Malaysians with Singapore work permits will continue to work in Singapore, with health screening and accommodation arrangements made for them, while food and products will continue to be transported across the border smoothly.
The Ministry of Foreign Affairs (MFA) said in a statement yesterday that Senior Minister and Coordinating Minister for National Security Teo Chee Hean spoke to Malaysian Senior Minister and Minister of Defence Ismail Sabri Yaakob on the phone on Thursday to discuss these issues in the light of Malaysia’s two-week movement control order.
The two senior ministers discussed the arrangements to ensure the health of the citizens on both sides of the border, while minimising disruptions to companies, workers and citizens.
MFA said Datuk Seri Ismail Sabri assured Mr Teo that Malaysia will facilitate the smooth transport of food, while both sides will ensure the transport of commercial goods across land checkpoints.
At a separate news conference in Malaysia yesterday, the Malaysian minister said: “I understand there were discussions. And both sides have agreed that all workers will continue to work there. The Singapore Government has agreed to set up accommodation for them in Singapore for two weeks. So, they will go to Singapore and stay at the accommodation prepared for them, and when they return to Malaysia, Singapore will screen them.”

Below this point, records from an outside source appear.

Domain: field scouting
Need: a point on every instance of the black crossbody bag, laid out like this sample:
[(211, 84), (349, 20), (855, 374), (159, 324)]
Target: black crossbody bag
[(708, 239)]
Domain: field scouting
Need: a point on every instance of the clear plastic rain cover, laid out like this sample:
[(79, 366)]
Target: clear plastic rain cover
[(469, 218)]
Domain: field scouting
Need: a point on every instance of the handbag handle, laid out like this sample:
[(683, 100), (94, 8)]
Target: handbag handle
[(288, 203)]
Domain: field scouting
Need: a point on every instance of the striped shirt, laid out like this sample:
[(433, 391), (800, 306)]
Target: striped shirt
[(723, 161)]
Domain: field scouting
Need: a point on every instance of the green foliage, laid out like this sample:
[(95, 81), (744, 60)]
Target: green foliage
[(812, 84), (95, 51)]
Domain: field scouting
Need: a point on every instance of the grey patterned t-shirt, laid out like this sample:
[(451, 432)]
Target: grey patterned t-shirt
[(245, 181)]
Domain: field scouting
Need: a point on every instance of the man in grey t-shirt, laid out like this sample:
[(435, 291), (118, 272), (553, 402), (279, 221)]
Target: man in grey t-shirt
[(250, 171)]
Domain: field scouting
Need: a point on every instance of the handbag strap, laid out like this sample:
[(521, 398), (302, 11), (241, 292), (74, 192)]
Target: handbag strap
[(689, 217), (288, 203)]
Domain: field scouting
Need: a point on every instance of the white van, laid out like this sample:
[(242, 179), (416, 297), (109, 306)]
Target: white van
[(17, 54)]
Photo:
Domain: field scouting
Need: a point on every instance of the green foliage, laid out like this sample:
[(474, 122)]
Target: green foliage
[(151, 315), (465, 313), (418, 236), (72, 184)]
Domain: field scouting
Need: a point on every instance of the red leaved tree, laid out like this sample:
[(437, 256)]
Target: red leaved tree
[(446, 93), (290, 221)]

Both senior ministers are chairing the Special Working Committee on the Covid-19 crisis, and agreed to establish three working groups under the committee to coordinate the movement of people, goods and daily operational issues at land checkpoints.
The Straits Times reported on Thursday that Malaysia would temporarily lift the travel ban on citizens who commute to Singapore for work, on the condition that they are housed on the island for the duration of Malaysia’s ongoing restricted movement order.
Malaysia closed its borders for two weeks on Wednesday, in an attempt to curb its rising number of coronavirus cases.
All Malaysians have been barred from travelling overseas, including around 300,000 daily travellers who commute to Singapore on a near-daily basis for work or study.
With yesterday’s announcement, those with long-term passes will now be allowed to leave the country, provided they do not return during the two-week period.
Malaysia has more than 1,000 confirmed coronavirus cases, with two deaths.
The Singapore Government is working with stakeholders to provide those without living arrangements here with temporary accommodation.
By Tuesday night, about 10,000 workers had received such help, Manpower Minister Josephine Teo said on the first day of the travel restrictions on Wednesday.
Also on Wednesday, Trade and Industry Minister Chan Chun Sing said most wholesalers and retailers received their goods from Malaysia as usual in the morning.